# Laptopsuche V2



## RC-X (13. April 2011)

Hi miteinander 

vllt erinnert sich wer... ich hatte schon mal einen Thread bzgl eines Laptops erstellt.
und ja... ich hab nach wie vor keins. 

Ich bin immer mehr unterwegs, zocke nicht mehr und brauch halt was für die Berufsschule und will mich halt auch mal auf die Cocuh mit dem teil setzen 

Ich suche ein Laptop, das mind 4GB RAM hat, eine einigermaßen leistungsstarke CPU (á la Core i5xxxx M) und eine Größe von 13" bis 15,4"
Verwendungsbereiche sind Visual Studio 2010 Ultimate 64-bit (also proggen im allgemeinen, Java, C#, C++ auch), sonst nur Musik (was nicht heißt das es gut klingen muss, dafür hab ich mein soundsystem), Office und Internet. Kurz gesagt: Multitasking ist angesagt 

Wegen den 13,3", wer meint das sei zu klein, ich würde mein lappi zum proggen daheim an meinen 20"er hängen, so hätte ich auch gleich 2 bildschirme, was beim proggen manchmal echt nicht schlecht ist. Akkulaufzeit sollte natürlich auch nicht die kürzeste sein, aber in der Regel hab ich immer wieder Plätze wo ich es aufladen kann.
Und es sollte nicht zu schlecht verarbeitet sein, soll schon was aushalten. (Aluminiumgehäuse wäre natürlich ideal)

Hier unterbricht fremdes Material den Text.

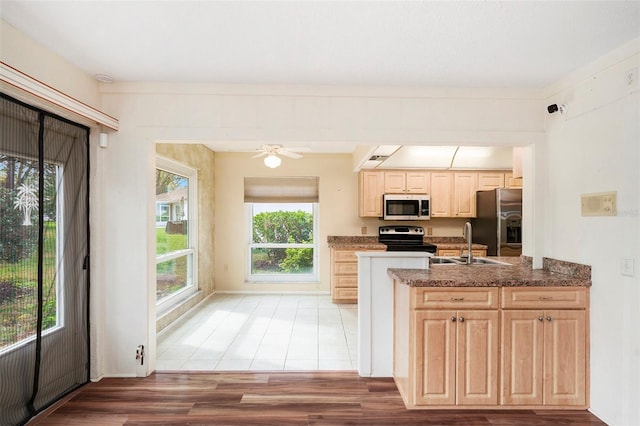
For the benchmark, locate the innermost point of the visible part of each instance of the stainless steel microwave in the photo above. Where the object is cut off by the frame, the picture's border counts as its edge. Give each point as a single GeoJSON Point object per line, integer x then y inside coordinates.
{"type": "Point", "coordinates": [406, 207]}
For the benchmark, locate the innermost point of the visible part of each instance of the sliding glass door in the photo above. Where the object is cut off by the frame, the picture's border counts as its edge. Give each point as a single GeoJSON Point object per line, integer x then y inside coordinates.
{"type": "Point", "coordinates": [44, 243]}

Preislich liegt die oberste schmerzgrenze bei 650€, hab mir vor 2 wochen ein auto gekauft und bin momentan net so flüssig 

Ich freu mich schon auf eure Vorschläge und wenn ihr noch Angaben braucht, spuckt sie aus ;D

Gruß

Der Flo

Edit: OS wäre nicht wichtig, ich beame mir sowieso mein Win 7 Professional 64-bit drauf


----------



## RC-X (14. April 2011)

Hat wirklich keiner ne Idee?


----------



## BautznerSnef (14. April 2011)

Acer Aspire 5750G-2414G50Mnkk, GeForce GT540M 1024MB (LX.RAZ02.126)


----------



## RC-X (14. April 2011)

Sieht nicht schlecht aus... Aber die GPU ist für meine Zwecke etwas überdimensioniert ...
Am ehesten wären so Business laptops was, so etwas wie die dell vostro Reihe, aber an sowas kommt man ja nicht als normalo


----------



## BautznerSnef (14. April 2011)

Dann Packard Bell EasyNote TS44-HR-015GE, weiß (LX.BTV02.004)


----------



## RC-X (14. April 2011)

Sieht schon viiiiiiel interessanter aus, danke 
Weitere Vorschläge?


----------



## BautznerSnef (14. April 2011)

War mein letzter unter 650€ vorschlag. Es sei denn du wärst auch mit AMD zufrieden?


----------



## RC-X (14. April 2011)

Wäre ich auch 

Wie wäre das?
http://www.pcgameshardware.de/preisvergleich/a626535.html


----------



## BautznerSnef (14. April 2011)

Im Prinzip der selbe, den ich als ersten Vorschlag gegeben habe, nur mit weniger Prozessorleistung.  (Acer Aspire 5750G-2414G50Mnkk, GeForce GT540M 1024MB (LX.RAZ02.126))
Und in dem Fall, wär nach wie vor die Graka zu viel, für deinen Geschmack.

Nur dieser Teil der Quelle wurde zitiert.